Minois ainda faz uma observação interessante: “O riso, nos mitos gregos, só é verdadeiramente alegre para os deuses. Nos homens, nunca é alegria pura; a morte sempre está por perto, e essa intuição do nada, sobre o qual todos estamos suspensos, contamina o riso”.[2] Nesse sentido, o riso esconderia uma verdade obscura: o medo da morte e da efemeridade, que nos ronda desde o momento em que nascemos.

Justamente, por ser considerada uma força divina, alguns gregos achavam que o riso era difícil de ser controlado por nós, pobres mortais. Por ser divino, o riso estava presente em diversas festas dedicadas a divindades como Dionísio. E o que acontecia nessas festas? Havia muito vinho e nenhum desejo era reprimido. Homens se vestiam de mulher; mulheres se vestiam de homens; as pessoas usavam máscaras e se disfarçavam; os escravos davam ordens e eram servidos pelos senhores; um escravo era coroado o rei da festa e vivia uma semana farta. Era, portanto, um mundo às avessas.

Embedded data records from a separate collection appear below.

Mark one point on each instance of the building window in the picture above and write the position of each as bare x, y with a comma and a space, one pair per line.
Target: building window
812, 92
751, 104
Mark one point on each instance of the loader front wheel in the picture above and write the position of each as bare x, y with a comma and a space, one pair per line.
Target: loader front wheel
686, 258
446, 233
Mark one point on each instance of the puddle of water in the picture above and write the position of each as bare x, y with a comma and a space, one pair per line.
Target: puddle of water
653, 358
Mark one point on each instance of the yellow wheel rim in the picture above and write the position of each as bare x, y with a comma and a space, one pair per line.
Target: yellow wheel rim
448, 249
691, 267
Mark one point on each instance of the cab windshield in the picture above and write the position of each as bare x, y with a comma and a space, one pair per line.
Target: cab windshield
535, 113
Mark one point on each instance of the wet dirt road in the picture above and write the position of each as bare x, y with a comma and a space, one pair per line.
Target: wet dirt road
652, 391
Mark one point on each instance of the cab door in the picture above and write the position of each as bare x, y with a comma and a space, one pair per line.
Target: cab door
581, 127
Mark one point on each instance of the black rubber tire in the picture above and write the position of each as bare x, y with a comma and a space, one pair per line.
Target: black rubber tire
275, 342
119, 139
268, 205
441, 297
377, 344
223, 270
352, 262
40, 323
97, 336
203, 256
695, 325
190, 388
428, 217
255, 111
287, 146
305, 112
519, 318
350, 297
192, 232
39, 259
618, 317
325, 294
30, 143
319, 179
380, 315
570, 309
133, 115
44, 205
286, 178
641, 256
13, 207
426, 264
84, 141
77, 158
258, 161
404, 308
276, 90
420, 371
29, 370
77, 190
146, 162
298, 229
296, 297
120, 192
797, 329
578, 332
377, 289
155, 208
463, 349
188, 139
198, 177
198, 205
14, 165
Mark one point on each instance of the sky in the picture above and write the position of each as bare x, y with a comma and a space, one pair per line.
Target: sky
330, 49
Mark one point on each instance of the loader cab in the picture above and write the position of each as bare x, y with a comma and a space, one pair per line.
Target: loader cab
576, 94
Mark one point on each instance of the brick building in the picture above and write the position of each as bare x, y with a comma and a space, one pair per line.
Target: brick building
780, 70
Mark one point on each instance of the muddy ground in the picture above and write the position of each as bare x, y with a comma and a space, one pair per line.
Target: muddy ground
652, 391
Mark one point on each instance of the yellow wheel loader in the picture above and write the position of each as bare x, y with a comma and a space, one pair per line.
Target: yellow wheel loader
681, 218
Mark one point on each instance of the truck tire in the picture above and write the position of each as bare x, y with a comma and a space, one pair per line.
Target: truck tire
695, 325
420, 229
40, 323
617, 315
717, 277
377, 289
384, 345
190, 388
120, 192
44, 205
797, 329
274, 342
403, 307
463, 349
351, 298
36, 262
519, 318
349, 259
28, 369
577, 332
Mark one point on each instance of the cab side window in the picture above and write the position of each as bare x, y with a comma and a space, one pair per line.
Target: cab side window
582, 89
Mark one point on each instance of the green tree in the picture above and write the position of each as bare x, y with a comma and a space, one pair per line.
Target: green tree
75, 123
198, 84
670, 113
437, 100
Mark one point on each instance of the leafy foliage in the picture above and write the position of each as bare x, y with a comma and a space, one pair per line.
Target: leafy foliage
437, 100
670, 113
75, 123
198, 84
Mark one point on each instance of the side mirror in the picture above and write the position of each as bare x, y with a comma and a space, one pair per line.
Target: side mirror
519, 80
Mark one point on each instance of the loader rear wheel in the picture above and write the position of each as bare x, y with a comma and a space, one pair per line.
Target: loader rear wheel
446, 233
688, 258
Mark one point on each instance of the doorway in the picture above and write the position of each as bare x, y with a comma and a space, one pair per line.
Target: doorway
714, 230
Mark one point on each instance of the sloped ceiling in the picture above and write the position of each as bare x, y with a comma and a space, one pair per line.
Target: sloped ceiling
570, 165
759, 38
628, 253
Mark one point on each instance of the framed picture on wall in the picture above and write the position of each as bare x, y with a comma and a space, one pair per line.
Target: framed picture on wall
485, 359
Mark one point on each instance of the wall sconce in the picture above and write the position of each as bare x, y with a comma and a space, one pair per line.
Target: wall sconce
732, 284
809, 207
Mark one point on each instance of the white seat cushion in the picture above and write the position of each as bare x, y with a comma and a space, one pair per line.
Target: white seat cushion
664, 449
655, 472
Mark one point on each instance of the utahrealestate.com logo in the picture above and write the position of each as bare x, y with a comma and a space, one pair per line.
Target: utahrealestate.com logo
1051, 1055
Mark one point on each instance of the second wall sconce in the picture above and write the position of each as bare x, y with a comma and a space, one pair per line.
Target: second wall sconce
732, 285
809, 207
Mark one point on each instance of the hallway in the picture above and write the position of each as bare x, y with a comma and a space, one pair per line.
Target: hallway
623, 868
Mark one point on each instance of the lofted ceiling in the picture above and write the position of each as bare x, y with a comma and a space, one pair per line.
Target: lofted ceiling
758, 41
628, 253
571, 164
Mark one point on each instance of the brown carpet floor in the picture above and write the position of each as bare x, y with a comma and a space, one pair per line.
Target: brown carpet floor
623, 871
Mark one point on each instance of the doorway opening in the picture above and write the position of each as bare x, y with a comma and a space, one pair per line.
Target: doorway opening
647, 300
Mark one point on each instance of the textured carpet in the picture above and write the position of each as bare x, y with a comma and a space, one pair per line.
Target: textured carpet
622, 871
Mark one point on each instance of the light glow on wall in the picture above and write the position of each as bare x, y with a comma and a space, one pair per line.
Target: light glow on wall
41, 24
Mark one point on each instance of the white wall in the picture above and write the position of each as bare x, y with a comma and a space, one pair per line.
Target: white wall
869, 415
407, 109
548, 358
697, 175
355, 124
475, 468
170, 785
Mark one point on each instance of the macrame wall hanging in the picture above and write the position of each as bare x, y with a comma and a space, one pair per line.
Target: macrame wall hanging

Minois analisa as festas dedicadas às divindades na Grécia arcaica e ressalta que “inseparáveis da mitologia, as festas são, em geral, ocasiões de riso, riso coletivo e organizado.” […] “…nas festas gregas — dionisíacas do campo, as grandes dionisíacas, as bacanais, as leneanas, as tesmofórias ou as panateneias — têm todas em comum quatro elementos: “uma reatualização dos mitos, que são representados e imitados, dando-lhes eficácia; uma mascarada, que dá lugar, sob diversos disfarces, a rituais mais ou menos codificados; uma prática da inversão, na qual é necessário brincar de mundo ao contrário, invertendo as hierarquias e as convenções sociais; e uma fase exorbitada, em que o excesso, o transbordamento, a transgressão das normas são a regra, terminando em caçoada e orgia, presididas por um efêmero soberano que é castigado no fim da festa. A importância relativa desses elementos varia, mas quase sempre eles se combinam e estão presentes.”

Nessas festas, a população tinha a chance de entrar em contato com o seu lado mais instintivo e extravasar suas tendências primitivas e selvagens, ligadas ao caos que precedeu o mundo organizado pelas divindades. Só que, ao final das celebrações, o escravo coroado rei da festa era morto. A alegria dele durava pouco. A ordem precisava ser restabelecida. “O parêntese festivo do riso desenfreado serve, pois, à recriação do mundo ordenado e ao reforço periódico da regra.”[3] O riso tinha um gosto amargo no fim. A festa servia, afinal, para mostrar a importância da ordem frente ao caos. Repare como nessa época, o riso já estava associado ao caos, à loucura e aos desejos irrefreáveis da carne.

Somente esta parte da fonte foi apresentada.